Wednesday, June 13, 2012

How Enforceable Are Your Employees’ Assignments of IP Rights?

It’s no secret that most appeals in the intellectual property arena end up in the U. S. Court of Appeals for the Federal Circuit, which sits in Washington, D.C.  What’s less well-known is that much of the law applied by that court to resolve IP disputes isn’t federal at all; it comes from the laws of individual states.  A recent case from the prairie of Wyoming illustrates the point.

Yale Preston was briefly employed by Marathon Oil as a relief pumper at the company’s operation in northeastern Wyoming.  After he had begun work, Preston was required to sign an agreement that purported to assign to Marathon his rights to any inventions he conceived while employed by the company.  Other than continued employment, he did not receive any additional payment or tangible benefit from the company in return for signing the agreement.

Two months after leaving Marathon, Preston applied for and received a patent for a baffle system he invented while still employed by the company.  Almost two years later, Marathon obtained a patent for a similar invention, which triggered an infringement fight in federal court.  The trial judge ruled that Preston was the sole inventor of the baffle system, but that he was obligated to assign his rights to the invention to Marathon under the terms of the employment agreement.

Courts across the country are split on whether continued employment, without more, is sufficient consideration to support an assignment of IP rights.  Thus, when the case got to the Federal Circuit court in Washington, there was no single “correct” answer to the question of whether Preston’s assignment of IP rights to Marathon was valid.  So, the court did the only thing it could do; it punted the issue to the Wyoming Supreme Court for an advisory ruling.  The Wyoming court’s decision surprised some observers.

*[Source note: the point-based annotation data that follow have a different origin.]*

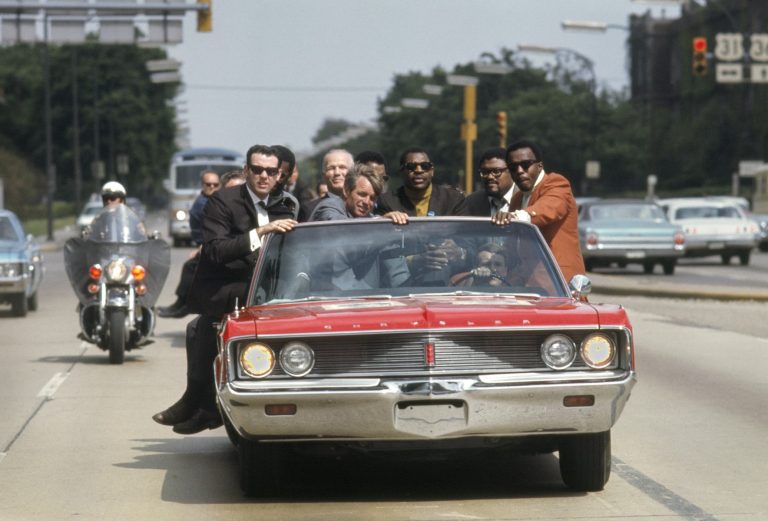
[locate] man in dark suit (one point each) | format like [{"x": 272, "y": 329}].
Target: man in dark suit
[
  {"x": 498, "y": 185},
  {"x": 234, "y": 222},
  {"x": 419, "y": 196}
]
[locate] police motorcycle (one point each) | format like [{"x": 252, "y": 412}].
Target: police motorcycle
[{"x": 117, "y": 272}]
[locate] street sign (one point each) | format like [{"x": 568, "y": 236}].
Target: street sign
[
  {"x": 759, "y": 73},
  {"x": 729, "y": 46},
  {"x": 758, "y": 47},
  {"x": 729, "y": 73}
]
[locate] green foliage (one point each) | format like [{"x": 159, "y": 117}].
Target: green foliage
[{"x": 119, "y": 110}]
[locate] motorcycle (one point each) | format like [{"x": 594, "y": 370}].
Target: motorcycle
[{"x": 117, "y": 272}]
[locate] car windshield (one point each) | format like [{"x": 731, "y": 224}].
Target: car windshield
[
  {"x": 117, "y": 225},
  {"x": 614, "y": 212},
  {"x": 708, "y": 212},
  {"x": 375, "y": 258},
  {"x": 8, "y": 230}
]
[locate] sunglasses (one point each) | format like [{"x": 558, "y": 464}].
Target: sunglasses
[
  {"x": 525, "y": 164},
  {"x": 495, "y": 172},
  {"x": 426, "y": 166},
  {"x": 258, "y": 170}
]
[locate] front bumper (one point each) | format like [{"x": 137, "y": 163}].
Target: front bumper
[{"x": 427, "y": 408}]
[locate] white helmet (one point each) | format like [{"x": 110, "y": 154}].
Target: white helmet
[{"x": 113, "y": 189}]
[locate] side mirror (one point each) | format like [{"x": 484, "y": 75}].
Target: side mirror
[{"x": 581, "y": 286}]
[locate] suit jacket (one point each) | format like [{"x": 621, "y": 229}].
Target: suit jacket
[
  {"x": 443, "y": 201},
  {"x": 226, "y": 260},
  {"x": 553, "y": 210}
]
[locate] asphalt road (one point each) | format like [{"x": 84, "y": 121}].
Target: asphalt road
[{"x": 77, "y": 441}]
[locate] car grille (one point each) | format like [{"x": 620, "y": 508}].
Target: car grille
[{"x": 405, "y": 354}]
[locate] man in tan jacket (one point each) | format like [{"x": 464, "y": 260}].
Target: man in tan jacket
[{"x": 545, "y": 200}]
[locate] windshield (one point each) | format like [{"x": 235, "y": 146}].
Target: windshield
[
  {"x": 374, "y": 258},
  {"x": 644, "y": 212},
  {"x": 119, "y": 225},
  {"x": 188, "y": 176},
  {"x": 708, "y": 212}
]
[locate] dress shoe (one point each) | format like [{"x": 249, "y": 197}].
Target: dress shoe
[
  {"x": 173, "y": 311},
  {"x": 199, "y": 421},
  {"x": 180, "y": 411}
]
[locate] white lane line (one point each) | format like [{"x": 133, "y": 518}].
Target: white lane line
[{"x": 52, "y": 386}]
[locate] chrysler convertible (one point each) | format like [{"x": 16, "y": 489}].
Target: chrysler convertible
[{"x": 445, "y": 333}]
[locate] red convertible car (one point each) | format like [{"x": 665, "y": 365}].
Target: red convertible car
[{"x": 442, "y": 333}]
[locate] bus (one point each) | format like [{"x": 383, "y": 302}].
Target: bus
[{"x": 183, "y": 184}]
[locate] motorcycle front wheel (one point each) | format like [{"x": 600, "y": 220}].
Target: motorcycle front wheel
[{"x": 116, "y": 321}]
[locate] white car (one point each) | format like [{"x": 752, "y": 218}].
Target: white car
[{"x": 713, "y": 227}]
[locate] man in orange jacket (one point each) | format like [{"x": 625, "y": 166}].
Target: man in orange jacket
[{"x": 545, "y": 200}]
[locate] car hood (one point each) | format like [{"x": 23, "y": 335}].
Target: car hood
[
  {"x": 12, "y": 251},
  {"x": 417, "y": 313}
]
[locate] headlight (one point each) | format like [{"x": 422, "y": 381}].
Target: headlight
[
  {"x": 558, "y": 352},
  {"x": 257, "y": 360},
  {"x": 598, "y": 351},
  {"x": 297, "y": 358},
  {"x": 117, "y": 271}
]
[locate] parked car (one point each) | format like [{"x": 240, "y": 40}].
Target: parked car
[
  {"x": 629, "y": 231},
  {"x": 350, "y": 342},
  {"x": 713, "y": 227},
  {"x": 21, "y": 265},
  {"x": 89, "y": 213}
]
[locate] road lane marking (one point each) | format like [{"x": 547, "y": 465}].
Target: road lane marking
[
  {"x": 659, "y": 493},
  {"x": 52, "y": 386}
]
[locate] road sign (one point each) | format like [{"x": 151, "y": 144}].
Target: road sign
[
  {"x": 729, "y": 46},
  {"x": 729, "y": 73},
  {"x": 758, "y": 47},
  {"x": 758, "y": 73}
]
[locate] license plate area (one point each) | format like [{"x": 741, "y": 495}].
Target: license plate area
[{"x": 431, "y": 419}]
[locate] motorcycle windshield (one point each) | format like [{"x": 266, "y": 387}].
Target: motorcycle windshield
[{"x": 117, "y": 236}]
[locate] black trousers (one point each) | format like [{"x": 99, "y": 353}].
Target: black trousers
[
  {"x": 201, "y": 352},
  {"x": 187, "y": 275}
]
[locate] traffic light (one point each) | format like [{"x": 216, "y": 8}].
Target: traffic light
[
  {"x": 204, "y": 17},
  {"x": 501, "y": 128},
  {"x": 699, "y": 56}
]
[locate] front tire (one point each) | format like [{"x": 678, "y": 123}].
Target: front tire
[
  {"x": 116, "y": 321},
  {"x": 585, "y": 461}
]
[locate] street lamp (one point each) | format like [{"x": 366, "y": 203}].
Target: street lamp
[{"x": 590, "y": 65}]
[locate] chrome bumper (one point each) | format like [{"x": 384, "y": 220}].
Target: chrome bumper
[{"x": 427, "y": 408}]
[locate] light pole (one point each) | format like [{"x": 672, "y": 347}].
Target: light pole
[{"x": 590, "y": 65}]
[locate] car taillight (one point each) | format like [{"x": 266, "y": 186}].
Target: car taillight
[{"x": 95, "y": 271}]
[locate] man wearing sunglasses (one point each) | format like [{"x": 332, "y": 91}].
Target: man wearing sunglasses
[
  {"x": 209, "y": 184},
  {"x": 419, "y": 196},
  {"x": 498, "y": 185},
  {"x": 234, "y": 222},
  {"x": 545, "y": 200}
]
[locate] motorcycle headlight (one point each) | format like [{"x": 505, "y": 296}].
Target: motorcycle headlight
[
  {"x": 297, "y": 358},
  {"x": 598, "y": 351},
  {"x": 558, "y": 352},
  {"x": 257, "y": 360},
  {"x": 117, "y": 271}
]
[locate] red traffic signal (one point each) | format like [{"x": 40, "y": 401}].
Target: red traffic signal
[{"x": 699, "y": 61}]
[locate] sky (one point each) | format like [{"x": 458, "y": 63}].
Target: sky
[{"x": 272, "y": 71}]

Under Wyoming law, the court ruled, continued employment ordinarily is not sufficient consideration to support restrictive covenants, such as non-compete agreements.  (At that point, Preston probably could smell a victory coming his way.)  However, the court went on to explain that, in its view, there is a qualitative difference between non-compete agreements and agreements to assign IP rights:

The concerns with restraints on trade which attend non-competition agreements simply are not present for intellectual property assignment agreements. That is particularly obvious here, where Mr. Preston only agreed to assign the rights to inventions that he made or conceived while employed by Marathon. The agreement did not limit his right to earn a living, or, for that matter, his rights to inventions that were not related to Marathon’s business or were not created with the use of Marathon’s confidential information, equipment, supplies or facilities.

Thus, due to the very nature of the at-will employment relationship, the court concluded that separate consideration was not necessary to support the assignment of IP rights:  “If the employee does not agree to that modification of the terms of his employment, he can terminate the relationship without any penalties.”

Besides effectively dooming Preston’s appeal, the Wyoming Supreme Court’s ruling reinforced two very important lessons for employers:  (1) whether an assignment of IP rights is valid generally is a question of state contract law, which can vary widely from state to state; and (2) states may not always judge the assignment of IP rights by the same standards as those applied to other types of restrictive covenants, such as non-compete agreements.  Thus, it is critical that employers be aware that there is no such thing as a “one-size-fits-all” agreement that will meet their needs in all jurisdictions.  Each agreement must be tailored to the specific requirements of the state(s) in which employees are affected.